The Bureau of Land Management chief in Nevada said Thursday he will not consider the Carson City's manager's request to buy a controversial piece of public land in Douglas County.
The latest move was the city's attempt to have a say in what can be built at the site. In part, Carson officials wanted to ensure that an auto mall will not be built, threatening the main source the city relies on for sales tax revenue.
Carson officials and legal counsel have asked the bureau's state office to make the 146-acre land available to the city for a direct purchase at the minimum price of $6.5 million.
If it had been allowed to buy the property, Carson City would have placed deed restrictions on the land then sell it for development, said Carson City Manager John Berkich.
BLM spokeswoman Jo Simpson said the state director will not consider the option, but Berkich said he is waiting for an official response.
"It would set a poor precedent," said Simpson. "We want to hold an auction for the land to get the most revenue for the American people. We want to get the highest amount possible."
The land is worth at least $6.5 million, the opening bid price set for the auction, Simpson said. The vacant parcel is across from Wal-Mart on Highway 395 between the Highway 50 cutoff and Jacks Valley Road.
Carson City, already hurting from losses of retail outlets to Douglas County, filed a protest with BLM in late November, citing its failure to fully study the economic, fiscal, air quality, traffic, housing, public service, solid waste disposal and other impacts of development.
BLM canceled an auction set for last Tuesday after Carson officials made it clear they would follow through with the protest.
Douglas commissioners vocally expressed their dismay at their neighboring county's actions at a Dec. 5 meeting. The county hoped the auction would proceed and result in more commercial development for the north end of the county.
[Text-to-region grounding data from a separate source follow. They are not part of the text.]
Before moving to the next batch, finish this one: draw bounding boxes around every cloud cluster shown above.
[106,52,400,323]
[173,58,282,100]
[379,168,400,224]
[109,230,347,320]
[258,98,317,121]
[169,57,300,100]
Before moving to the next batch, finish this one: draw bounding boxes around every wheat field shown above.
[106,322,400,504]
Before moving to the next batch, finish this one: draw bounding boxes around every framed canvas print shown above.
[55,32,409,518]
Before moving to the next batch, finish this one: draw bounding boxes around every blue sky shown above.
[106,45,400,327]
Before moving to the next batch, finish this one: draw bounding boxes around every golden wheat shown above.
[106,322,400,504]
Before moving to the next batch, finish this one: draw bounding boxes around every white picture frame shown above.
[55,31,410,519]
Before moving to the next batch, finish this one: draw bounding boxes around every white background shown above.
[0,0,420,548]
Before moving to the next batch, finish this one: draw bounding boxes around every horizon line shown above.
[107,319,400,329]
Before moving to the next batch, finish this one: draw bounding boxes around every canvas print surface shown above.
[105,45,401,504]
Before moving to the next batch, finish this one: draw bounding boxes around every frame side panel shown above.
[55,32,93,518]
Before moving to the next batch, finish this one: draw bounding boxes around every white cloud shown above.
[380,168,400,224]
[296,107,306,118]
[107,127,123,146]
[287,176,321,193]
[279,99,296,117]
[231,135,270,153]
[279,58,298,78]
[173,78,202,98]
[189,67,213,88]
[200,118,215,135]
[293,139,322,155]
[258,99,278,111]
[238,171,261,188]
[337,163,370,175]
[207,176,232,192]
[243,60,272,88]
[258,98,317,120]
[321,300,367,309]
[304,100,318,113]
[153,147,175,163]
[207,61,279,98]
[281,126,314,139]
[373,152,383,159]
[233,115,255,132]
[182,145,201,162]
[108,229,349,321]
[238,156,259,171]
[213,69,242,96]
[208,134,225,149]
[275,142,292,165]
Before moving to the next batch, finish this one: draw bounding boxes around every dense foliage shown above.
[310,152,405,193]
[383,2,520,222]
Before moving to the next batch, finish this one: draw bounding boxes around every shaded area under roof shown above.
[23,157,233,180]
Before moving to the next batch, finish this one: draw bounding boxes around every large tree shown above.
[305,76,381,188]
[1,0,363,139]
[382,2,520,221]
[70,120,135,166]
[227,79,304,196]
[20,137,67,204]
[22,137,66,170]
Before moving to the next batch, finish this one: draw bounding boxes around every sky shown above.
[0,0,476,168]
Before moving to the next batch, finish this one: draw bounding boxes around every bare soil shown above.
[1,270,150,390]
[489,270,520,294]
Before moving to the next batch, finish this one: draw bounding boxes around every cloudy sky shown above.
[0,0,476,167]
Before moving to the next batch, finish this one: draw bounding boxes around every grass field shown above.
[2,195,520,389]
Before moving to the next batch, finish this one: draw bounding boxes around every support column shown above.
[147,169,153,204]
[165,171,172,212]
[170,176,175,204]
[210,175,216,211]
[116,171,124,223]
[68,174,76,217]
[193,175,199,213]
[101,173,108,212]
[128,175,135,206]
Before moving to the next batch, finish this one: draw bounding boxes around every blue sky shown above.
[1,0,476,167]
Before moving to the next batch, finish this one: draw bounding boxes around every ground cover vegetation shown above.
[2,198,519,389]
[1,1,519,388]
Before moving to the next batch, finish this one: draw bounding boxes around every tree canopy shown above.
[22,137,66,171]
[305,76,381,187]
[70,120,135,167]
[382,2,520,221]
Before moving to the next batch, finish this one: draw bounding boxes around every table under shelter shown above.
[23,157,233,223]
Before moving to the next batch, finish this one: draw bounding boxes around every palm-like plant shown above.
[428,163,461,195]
Douglas officials fear the protest will result in a delay of up to two years.
BLM state director Bob Abbey may be able to rule on the protest matter within the next few weeks, Simpson said. The Carson City field office is analyzing the protest and will forward its findings to Abbey, she said.
If the protest is denied by Abbey, it would then become an issue for the Carson City Board of Supervisors to consider at a public meeting, Mayor Ray Masayko said.
Carson officials were not aware of Berkich's latest request to BLM, but several said he is doing his job and looking out for the city's best interests.
The District Attorney's Office said the land purchase would be unusual and may be illegal. There is no legal way to annex the property if Carson purchased it, said Chief Civil Deputy District Attorney Mark Forsberg. The city's boundaries are established by the Legislature.
Berkich hired the Washington, D.C., firm of Latham & Watkins a month ago to represent the city in the land matter -- a move that has Douglas County Commissioner Steve Weissinger expecting two or three more legal actions by Carson to block the sale.
"For (Carson) to interfere in another county's business is just bizarre, to say the least," Weissinger said. "It's not professional, and it's inappropriate."